For the first several years of our marriage, my husband nagged, what felt like fortnightly, “we need to sit down and make some financial goals.” His suggestion was met with a habitual eye roll, (because I’m stubborn and snarky,) but also because I’m a financial first-grader in many regards and didn’t fully understand what he meant by “financial goals.” My response was always a reluctant consent for procrastinated compliance, “okay, but let’s not do it tonight, maybe at our next budget pow wow.” I mistakenly equated making financial goals with nailing down some arbitrary retirement figures upon whose altar I’d be sacrificing not-so-necessary, but oh-so-desirable Target purchases for decades to come.
As is so often the case, what we needed, even before financial goals, was better communication. Once I was freed from my errant preconceived notions and realized that my desires for a new camera or two inch blinds for the living room windows could also be included in (and eventually fulfilled by) financial goals, I was cheerfully onboard for setting them and working towards them.
Our goal setting sessions have, as a result of improved communication and understanding, become more successful and enjoyable. And the striving for said goals, even when it requires consumer restraint, has been equally satisfying.
Here’s what’s helped our financial goal-setting
At the goal-setting table it is mutually understood that there is no such thing as a stupid goal; if it is important to one of us, it’s important enough to at least consider making it a bona fide family goal.
Breaking up our objectives into short, mid, and long term categories has helped us prioritize our desires and devise appropriately aggressive savings strategies to reach our goals in a time frame we’ve mutually agreed on.
I hesitate to even mention this because it seems so obvious as to go without saying, but the only way your voice and your desires will ever be considered in the financial plans is if you actively and assertively participate in the laying of those plans. In abdicating the responsibility of setting financial goals to my husband, I was also abdicating my right to have my desires considered in the financial plan. It wasn’t until I stepped in as an active and opinionated participant in the goal-setting process that I realized how productive and satisfying a process it could be.
Having goals on the list that I feel strongly about has made it easier to resist enticing little non-necessity items that whittle away at the available funds sum. I don’t feel like a retirement martyr when saying no to a cute pair of earrings, because instead of trying to imagine the gratification that tiny sum will bring us in our grizzled seventies, I’m imagining that $7.99 going into the “new blinds fund,” feeling totally triumphant that my current restraint has just brought us closer to less distant future gratification.
Sometimes we have to speak each other’s financial language to help each other understand the importance of certain goals — it helps me contextualize his lofty aspirations for long-term savings when my husband says, “saving aggressively for the future is as important to me as our weekly date night budget is to you.” With just that quick sentence, it’s suddenly very clear to me how non-negotiable the long-term savings is for him, and the overall give and take feels less sacrificial and more altruistic.
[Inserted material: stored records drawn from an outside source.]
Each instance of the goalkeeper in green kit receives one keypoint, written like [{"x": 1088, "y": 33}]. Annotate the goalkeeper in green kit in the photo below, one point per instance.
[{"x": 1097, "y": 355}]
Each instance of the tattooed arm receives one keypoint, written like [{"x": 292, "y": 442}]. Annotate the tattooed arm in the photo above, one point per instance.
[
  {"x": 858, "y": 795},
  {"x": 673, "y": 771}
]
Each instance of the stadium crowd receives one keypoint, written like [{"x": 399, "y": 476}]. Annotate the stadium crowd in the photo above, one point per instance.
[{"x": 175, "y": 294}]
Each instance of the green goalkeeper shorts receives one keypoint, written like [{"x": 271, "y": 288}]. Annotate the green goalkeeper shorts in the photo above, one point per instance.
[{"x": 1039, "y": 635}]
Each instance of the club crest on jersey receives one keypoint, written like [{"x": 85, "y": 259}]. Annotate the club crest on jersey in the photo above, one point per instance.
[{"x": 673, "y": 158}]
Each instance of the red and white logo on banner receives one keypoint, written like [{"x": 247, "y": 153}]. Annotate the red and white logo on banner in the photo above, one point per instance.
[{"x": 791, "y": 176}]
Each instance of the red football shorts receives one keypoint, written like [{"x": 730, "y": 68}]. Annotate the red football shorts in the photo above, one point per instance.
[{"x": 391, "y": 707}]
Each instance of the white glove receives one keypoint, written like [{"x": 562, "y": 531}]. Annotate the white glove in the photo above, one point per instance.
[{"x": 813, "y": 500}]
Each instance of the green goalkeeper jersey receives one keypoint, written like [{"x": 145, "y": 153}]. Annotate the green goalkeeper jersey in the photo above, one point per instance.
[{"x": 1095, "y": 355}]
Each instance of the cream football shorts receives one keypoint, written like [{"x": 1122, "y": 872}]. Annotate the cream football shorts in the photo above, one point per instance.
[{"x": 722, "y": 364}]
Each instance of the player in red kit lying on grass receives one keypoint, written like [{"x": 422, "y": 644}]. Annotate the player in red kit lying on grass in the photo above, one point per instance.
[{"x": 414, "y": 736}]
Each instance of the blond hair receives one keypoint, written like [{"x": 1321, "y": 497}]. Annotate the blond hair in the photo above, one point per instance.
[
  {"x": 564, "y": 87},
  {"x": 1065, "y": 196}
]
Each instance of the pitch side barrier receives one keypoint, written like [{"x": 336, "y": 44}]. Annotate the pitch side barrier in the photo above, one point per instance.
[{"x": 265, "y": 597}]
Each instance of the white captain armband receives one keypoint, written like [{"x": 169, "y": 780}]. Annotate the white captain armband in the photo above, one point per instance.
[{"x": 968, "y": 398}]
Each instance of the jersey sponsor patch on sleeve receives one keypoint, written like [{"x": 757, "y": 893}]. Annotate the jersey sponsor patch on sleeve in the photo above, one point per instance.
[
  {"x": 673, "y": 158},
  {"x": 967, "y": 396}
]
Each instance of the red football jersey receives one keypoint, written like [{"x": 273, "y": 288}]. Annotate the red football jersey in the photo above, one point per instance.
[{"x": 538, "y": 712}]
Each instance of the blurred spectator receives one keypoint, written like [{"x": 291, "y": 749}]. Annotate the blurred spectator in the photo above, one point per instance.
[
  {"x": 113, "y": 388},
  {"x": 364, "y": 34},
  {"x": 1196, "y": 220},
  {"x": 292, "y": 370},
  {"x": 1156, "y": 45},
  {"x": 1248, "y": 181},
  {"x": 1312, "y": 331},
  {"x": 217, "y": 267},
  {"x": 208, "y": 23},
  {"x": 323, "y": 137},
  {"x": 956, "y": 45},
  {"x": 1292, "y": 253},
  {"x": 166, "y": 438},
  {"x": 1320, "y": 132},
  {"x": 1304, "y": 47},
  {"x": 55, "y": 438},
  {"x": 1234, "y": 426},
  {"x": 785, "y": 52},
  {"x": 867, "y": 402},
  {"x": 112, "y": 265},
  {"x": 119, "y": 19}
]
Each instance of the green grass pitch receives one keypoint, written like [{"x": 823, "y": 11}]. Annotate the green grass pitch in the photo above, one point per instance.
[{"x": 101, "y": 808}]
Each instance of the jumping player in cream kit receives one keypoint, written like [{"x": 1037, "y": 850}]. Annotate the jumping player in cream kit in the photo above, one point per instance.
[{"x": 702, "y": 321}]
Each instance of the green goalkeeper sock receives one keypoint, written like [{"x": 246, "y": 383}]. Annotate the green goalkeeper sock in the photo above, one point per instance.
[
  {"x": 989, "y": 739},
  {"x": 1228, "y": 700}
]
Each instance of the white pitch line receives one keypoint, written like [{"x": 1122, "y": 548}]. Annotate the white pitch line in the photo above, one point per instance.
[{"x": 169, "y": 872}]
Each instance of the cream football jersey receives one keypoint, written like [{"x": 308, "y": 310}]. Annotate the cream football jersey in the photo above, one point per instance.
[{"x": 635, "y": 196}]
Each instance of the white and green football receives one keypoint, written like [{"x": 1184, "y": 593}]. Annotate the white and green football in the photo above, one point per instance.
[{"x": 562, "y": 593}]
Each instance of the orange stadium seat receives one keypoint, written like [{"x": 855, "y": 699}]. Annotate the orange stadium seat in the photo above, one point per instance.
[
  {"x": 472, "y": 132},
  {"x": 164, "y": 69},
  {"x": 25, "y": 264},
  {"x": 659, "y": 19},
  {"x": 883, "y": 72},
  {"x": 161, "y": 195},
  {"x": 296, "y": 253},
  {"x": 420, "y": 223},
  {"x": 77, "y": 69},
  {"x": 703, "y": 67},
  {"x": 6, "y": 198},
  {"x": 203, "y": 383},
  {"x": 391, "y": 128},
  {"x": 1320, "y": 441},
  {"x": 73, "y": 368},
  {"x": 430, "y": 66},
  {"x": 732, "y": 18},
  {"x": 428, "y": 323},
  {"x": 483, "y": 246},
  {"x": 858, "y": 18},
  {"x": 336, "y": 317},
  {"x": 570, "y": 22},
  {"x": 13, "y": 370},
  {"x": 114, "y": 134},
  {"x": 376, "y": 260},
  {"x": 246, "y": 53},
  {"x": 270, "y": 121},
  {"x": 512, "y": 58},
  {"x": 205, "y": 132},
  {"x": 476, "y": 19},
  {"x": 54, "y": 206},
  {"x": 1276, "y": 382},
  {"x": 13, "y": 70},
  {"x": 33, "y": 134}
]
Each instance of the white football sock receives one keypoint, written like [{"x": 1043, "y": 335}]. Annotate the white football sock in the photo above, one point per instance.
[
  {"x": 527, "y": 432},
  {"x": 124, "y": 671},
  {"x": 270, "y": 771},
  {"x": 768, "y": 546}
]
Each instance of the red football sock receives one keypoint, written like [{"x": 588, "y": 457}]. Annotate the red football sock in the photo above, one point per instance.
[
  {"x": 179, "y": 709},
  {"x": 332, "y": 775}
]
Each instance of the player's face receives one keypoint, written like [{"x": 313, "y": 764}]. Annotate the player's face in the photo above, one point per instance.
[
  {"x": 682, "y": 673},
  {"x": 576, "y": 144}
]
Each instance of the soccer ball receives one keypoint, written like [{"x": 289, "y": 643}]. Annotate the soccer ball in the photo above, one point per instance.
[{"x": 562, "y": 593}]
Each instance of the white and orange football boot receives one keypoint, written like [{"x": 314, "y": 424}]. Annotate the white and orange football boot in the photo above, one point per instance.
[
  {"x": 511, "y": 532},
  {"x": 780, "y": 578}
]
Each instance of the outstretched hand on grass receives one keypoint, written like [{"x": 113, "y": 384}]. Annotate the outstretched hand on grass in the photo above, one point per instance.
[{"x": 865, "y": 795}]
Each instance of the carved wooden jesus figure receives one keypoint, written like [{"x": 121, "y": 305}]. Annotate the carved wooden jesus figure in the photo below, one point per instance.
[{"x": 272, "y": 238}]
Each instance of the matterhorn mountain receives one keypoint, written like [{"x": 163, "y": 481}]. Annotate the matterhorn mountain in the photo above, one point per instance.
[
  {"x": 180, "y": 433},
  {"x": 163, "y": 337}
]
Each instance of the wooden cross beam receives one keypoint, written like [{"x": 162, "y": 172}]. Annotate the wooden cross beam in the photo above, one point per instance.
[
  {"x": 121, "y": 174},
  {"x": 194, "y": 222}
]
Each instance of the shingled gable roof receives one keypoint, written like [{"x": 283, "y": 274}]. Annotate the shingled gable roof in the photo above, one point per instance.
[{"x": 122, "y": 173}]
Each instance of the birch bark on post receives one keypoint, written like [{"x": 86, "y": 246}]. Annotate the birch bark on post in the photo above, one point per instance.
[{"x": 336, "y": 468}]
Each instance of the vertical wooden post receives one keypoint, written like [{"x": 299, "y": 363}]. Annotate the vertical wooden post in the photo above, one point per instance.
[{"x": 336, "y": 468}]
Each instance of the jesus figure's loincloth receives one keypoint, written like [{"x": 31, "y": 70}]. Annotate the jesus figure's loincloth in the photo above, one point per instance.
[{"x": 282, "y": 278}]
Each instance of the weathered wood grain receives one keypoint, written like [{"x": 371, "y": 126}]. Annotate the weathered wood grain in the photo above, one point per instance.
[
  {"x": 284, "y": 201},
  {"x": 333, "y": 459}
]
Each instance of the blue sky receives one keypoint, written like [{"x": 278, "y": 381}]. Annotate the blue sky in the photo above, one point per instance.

With mutually defined financial objectives, we are able to consciously align our spending with what we value because we have determined and discussed those values (read: goals), in a moment much more rational and clear than the one at the check-out stand. Like most of my husband’s suggestions that I’m reluctant to agree to, operating with financial goals in mind has proven to be a tremendously helpful step in the right direction for the monetary arm of our household.